Ce petit et sa jeune mère mettaient de la vie et de la gaieté dans le vieux logis du Désert. Leur situation irrégulière ne scandalisait personne, ou, pour mieux dire, personne n’y songeait : ils étaient de la maison et comme de la famille. Sylvia, d’ailleurs, se comportait avec une grande modestie et un tact qu’on n’eût pas attendu d’elle, si naïve et si spontanée. Elle avait de la déférence pour Sicarie en tout ce qui était du ménage, et, à l’endroit des autres, ne se prévalait aucunement de la condition privilégiée que lui faisait l’affection du maître. Quand le docteur rentrait au logis après une journée de courses, elle lui tendait l’enfant, sur le seuil de la porte, et son beau visage s’éclairait par le commun sourire des yeux et des lèvres lorsque le père pressait l’enfançon et le baisait.

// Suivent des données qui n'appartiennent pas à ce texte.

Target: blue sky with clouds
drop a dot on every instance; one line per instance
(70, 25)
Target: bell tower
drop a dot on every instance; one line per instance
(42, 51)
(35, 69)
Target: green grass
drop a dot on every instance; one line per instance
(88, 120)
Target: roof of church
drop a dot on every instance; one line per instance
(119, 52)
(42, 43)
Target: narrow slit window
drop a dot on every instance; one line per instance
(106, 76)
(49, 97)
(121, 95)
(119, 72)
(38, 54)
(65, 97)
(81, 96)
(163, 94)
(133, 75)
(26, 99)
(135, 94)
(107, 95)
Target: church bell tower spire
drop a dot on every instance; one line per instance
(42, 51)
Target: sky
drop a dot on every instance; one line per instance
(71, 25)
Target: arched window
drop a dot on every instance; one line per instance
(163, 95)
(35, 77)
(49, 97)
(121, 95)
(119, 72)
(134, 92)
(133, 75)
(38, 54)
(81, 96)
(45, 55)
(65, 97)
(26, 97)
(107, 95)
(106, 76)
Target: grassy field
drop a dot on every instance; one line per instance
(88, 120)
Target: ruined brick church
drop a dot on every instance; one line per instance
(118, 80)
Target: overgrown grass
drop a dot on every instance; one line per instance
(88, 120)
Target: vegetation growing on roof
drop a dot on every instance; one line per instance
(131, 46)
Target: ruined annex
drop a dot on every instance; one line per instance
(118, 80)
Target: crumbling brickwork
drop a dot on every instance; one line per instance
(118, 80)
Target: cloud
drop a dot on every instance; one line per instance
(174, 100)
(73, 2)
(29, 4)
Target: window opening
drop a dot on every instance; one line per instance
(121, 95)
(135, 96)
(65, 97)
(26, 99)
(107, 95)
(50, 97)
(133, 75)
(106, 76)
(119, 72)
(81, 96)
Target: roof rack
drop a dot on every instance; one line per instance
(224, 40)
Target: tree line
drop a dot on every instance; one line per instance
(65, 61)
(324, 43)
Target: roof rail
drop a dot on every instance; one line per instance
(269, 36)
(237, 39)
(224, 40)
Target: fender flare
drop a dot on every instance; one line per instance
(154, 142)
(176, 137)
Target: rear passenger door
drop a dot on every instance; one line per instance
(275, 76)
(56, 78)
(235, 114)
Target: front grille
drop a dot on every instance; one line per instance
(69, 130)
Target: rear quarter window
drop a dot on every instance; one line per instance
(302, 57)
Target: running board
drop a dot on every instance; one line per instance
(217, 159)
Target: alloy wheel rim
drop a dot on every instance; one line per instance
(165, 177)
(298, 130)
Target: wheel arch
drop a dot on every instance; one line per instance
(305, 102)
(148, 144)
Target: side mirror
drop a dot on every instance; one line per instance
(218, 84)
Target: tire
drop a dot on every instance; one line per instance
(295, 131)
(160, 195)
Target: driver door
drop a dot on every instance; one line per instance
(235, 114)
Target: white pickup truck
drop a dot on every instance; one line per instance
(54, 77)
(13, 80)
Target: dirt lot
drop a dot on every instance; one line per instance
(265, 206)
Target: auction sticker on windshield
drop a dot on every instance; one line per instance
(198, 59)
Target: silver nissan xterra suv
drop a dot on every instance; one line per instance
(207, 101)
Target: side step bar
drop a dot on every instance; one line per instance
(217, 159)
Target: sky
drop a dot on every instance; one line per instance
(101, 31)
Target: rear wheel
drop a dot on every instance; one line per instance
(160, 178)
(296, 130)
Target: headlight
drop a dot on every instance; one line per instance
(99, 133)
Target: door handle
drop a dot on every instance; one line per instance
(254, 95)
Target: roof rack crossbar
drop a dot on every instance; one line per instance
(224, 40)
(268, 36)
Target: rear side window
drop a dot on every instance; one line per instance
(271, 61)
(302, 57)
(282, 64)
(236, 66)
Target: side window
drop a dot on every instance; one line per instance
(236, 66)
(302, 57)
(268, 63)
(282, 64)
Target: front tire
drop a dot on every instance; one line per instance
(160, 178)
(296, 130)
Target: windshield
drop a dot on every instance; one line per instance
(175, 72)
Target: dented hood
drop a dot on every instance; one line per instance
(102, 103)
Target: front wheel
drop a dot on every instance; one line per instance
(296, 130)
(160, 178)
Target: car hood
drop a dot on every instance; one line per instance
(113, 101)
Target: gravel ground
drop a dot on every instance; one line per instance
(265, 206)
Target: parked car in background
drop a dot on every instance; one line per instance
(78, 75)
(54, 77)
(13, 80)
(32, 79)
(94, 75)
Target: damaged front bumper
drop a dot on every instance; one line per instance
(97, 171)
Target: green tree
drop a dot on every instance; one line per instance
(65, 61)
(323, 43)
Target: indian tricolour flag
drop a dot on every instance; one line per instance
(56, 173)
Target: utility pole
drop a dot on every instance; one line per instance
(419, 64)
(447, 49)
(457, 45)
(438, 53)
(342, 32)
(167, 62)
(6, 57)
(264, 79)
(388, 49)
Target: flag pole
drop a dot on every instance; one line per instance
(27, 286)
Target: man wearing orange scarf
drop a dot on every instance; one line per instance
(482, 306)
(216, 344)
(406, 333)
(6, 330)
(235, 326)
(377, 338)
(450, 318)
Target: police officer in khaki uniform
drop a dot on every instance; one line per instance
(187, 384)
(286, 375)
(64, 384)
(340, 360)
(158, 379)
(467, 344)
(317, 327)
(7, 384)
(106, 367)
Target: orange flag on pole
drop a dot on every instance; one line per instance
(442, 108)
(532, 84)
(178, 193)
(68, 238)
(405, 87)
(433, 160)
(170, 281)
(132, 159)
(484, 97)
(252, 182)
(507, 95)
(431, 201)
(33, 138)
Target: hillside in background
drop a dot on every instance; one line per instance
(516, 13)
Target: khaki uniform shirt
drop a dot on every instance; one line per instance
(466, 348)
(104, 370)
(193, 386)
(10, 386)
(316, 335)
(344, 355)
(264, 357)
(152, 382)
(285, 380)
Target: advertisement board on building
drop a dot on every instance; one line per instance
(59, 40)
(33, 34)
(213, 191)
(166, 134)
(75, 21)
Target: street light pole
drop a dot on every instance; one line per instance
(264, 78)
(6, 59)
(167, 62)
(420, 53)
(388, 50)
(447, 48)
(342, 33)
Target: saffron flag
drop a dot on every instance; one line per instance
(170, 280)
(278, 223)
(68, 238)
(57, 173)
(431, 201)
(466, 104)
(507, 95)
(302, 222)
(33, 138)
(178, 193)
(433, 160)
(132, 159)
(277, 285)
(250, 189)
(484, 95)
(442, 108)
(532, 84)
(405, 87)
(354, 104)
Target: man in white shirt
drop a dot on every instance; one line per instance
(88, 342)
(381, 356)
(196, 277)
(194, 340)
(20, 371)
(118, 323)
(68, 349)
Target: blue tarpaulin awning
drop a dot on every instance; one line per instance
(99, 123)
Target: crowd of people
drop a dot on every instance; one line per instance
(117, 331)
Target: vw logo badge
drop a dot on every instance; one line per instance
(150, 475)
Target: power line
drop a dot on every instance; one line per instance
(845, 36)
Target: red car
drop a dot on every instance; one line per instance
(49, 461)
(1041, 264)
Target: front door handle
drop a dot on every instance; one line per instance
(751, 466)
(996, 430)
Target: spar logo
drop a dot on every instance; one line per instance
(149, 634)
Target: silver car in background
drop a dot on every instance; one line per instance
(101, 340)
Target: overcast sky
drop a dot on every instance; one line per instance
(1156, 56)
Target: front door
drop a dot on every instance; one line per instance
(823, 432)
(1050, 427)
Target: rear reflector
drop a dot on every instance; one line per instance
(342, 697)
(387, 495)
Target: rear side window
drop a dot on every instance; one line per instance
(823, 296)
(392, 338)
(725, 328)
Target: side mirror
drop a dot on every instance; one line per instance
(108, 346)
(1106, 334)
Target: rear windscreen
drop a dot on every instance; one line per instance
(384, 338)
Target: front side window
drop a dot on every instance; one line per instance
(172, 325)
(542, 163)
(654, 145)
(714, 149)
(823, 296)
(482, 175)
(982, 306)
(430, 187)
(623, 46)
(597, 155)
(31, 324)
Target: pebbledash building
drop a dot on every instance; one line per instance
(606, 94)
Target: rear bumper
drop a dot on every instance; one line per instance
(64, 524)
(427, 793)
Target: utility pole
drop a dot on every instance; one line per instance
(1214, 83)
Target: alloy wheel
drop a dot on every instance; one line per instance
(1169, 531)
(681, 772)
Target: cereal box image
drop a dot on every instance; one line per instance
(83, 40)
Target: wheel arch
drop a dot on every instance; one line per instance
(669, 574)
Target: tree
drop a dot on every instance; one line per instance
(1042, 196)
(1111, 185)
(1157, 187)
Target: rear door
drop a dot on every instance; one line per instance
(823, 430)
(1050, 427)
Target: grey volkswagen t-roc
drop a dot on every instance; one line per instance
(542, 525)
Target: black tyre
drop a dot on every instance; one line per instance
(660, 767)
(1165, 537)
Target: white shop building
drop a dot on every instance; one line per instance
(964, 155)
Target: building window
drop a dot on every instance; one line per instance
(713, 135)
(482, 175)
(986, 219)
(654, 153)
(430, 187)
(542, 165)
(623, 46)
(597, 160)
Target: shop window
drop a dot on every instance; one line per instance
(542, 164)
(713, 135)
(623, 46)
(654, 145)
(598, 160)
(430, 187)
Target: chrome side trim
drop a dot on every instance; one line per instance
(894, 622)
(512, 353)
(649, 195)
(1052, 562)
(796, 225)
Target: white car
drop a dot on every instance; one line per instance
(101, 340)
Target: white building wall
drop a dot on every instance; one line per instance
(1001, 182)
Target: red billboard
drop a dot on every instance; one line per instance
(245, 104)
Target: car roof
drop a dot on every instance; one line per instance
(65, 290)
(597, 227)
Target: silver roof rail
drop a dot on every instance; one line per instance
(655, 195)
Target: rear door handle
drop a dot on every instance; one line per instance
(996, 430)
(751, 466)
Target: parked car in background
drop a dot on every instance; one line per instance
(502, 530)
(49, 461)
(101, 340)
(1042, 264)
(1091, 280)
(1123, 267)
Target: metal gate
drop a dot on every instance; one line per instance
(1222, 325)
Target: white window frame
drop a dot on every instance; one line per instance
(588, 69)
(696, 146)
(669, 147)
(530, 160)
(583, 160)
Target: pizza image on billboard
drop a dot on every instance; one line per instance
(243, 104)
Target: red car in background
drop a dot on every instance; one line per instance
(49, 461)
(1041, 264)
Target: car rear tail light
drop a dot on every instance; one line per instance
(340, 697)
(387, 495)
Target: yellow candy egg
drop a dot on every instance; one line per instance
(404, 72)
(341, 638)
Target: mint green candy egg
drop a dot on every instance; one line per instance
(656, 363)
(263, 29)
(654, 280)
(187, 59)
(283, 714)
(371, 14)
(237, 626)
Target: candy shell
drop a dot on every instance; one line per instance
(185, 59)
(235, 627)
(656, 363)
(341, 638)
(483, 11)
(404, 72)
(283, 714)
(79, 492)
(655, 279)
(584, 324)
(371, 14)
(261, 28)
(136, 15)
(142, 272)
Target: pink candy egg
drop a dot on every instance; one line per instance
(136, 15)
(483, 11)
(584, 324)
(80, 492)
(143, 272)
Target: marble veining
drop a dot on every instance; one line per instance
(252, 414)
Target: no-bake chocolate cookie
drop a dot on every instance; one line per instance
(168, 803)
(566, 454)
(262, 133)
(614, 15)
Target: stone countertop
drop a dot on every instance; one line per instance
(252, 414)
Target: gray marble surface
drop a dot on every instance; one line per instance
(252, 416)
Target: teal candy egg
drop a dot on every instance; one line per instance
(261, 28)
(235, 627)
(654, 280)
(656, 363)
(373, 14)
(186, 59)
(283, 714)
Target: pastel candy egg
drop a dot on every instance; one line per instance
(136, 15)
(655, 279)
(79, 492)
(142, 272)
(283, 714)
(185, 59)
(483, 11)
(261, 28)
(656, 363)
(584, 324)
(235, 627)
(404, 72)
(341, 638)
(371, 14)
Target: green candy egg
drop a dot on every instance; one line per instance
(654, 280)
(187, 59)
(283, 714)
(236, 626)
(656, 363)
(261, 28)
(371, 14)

Daniel était heureux. Cependant, quoique, dans sa bonne humeur, il eût accueilli avec indulgence la farce combinée par le médecin des fièvres, il ne put s’empêcher d’être étonné en apprenant, peu après, que ce n’était pas un fait isolé, mais une pratique ordinaire de Gondet. Ce vieux fourbe se présentait chez les fiévreux traités par le docteur et leur persuadait, deux précautions valant mieux qu’une, de « faire » un de ses remèdes, dans lequel entrait toujours une messe, astucieuse prescription dont le but se devinait assez. Quand la fièvre était coupée par le quinquina, le sorcier allait partout décriant le médecin aussi bien que le remède, et se jactant d’avoir lui seul guéri le malade.